A Philippine Institute for Development Studies (PIDS) policy note said that in the short term: “Cargoes bound for or coming from the south of Manila should call at Batangas port, while those bound for or coming from the north of Manila should call at Subic Port.,”

Other suggestions by PIDS include urging terminal operator ICTSI to revive the PNR Rail Freight operation at its inland container depot in Calamba, Laguna, during off-peak hours, as well as construction of a new deepsea port.

One carrier executive impacted by the port congestion, Charlie Chu, vice-president with Thai feeder operator Regional Container Lines (RCL), agreed: “In our opinion, the solution may be to add capacity to the terminals outside metro Manila to relieve the congestion within metro Manila itself, as has happened elsewhere.”

RCL vessels were made to wait up to 17 days for a berth during the height of the previous congestion crisis. Mr Chu explained that the poor road network and an increasing number of cars in the city was creating a very difficult situation for all stakeholders.

“Together, the older road network, more people and 100,000 automobiles being added annually to the metro Manila area each year presents a very challenging dilemma for carriers, local government, shippers and consignees alike,” he said.

However, terminal operator Asian Terminals Inc (ATI) claimed capacity in Manila wa sufficient, and that a truck ban enforced by local government was the primary cause of congestion.

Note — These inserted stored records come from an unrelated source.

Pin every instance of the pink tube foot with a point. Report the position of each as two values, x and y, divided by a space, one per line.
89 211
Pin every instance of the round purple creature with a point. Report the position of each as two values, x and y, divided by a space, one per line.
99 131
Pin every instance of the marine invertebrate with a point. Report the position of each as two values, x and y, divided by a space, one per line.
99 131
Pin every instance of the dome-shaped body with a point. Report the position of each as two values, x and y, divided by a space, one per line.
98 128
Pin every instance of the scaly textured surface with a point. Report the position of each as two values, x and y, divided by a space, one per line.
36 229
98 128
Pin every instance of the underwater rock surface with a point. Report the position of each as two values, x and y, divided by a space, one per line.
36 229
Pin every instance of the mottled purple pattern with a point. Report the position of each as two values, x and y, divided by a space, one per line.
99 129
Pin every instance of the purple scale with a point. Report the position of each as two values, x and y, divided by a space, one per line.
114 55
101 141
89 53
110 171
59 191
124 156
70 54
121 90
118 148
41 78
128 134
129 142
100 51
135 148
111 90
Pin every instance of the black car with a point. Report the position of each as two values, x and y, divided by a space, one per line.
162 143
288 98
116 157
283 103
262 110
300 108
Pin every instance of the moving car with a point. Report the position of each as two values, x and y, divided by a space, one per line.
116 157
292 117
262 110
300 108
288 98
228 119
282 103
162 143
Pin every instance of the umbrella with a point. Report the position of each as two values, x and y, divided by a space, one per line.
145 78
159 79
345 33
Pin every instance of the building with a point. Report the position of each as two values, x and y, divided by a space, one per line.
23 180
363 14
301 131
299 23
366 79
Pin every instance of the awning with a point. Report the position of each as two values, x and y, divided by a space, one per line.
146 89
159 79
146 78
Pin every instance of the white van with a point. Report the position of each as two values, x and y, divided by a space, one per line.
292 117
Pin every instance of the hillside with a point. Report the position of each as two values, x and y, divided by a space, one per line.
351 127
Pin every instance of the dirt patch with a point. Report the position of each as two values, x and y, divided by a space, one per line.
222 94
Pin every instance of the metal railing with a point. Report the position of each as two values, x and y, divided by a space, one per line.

“There is no inherent weakness in process or lack of capacity in Manila terminals. Private sector investment is continuous and significant, while processes are of international standard,” ATI executive vice-president Andrew Hoad told The Loadstar.

He added: “However, any terminal anywhere in the world will be unable to compensate with production to ease congestion when trucks are banned from accessing terminals for up to 15 hours a day – the situation for much of 2014.

“Such a ban means, by definition, 100% utilised yards as boxes cannot exit into the city – and with 100% utilisation, terminals run out of slots to discharge boxes from ships.”

ATI, which runs the Manila South Harbour terminal, will implement a vehicle booking system (VBS) in the third quarter of 2015 to help co-ordinate and ease truck traffic flow. Mr Hoad said the system, from Australian IT company 1-Stop, would smooth out peaks and troughs, and also allow for better housekeeping of containers ready for delivery, thus speeding up truck turn times.

“In short, the terminal operator knows when a truck will arrive and the box is placed in a practical location, rather than being buried at the bottom of a tier of six awaiting random appearances of trucks. We intend to have it working and delivering before the peak season,” Mr Hoad said.

Other investments made by ATI to improve port productivity in Manila include the Rostima labour management system, the Mainpac engineering and procurement system, and procuring six side-loaders for empty containers and five new Liebherr RTGs.

With economic growth in the Philippines forecast at 6.7% this year, these investments may well come at a critical time for Manila’s container supply chains. Indeed, RCL’s Mr Chu believes imports will continue to grow at a strong pace.

“With many multinational companies locating their back office operations in Manila and paying good salaries, the Philippines will likely continue as a powerhouse importer of various consumer products,” he said.

Given the investments made by terminal operators and the lifting of the truck ban, will Manila experience severe congestion again in 2015?

Mr Hoad said: “If trucks are permitted to access the terminal in a sensible manner and a VBS is in place then there will not be a repeat of the 2014 congestion, which was unprecedented in its scale.

“Some seasonal pressure will be on the terminals in the fourth quarter, but this is of a wholly lesser magnitude than the 2014 events.”

Current data supports Mr Hoad’s prediction, with Cabinet Secretary Jose Rene Almendras announcing last week that port utilisation rates in Manila were around 58% on 15 May, down from a high of 105% during the height of the congestion crisis last year.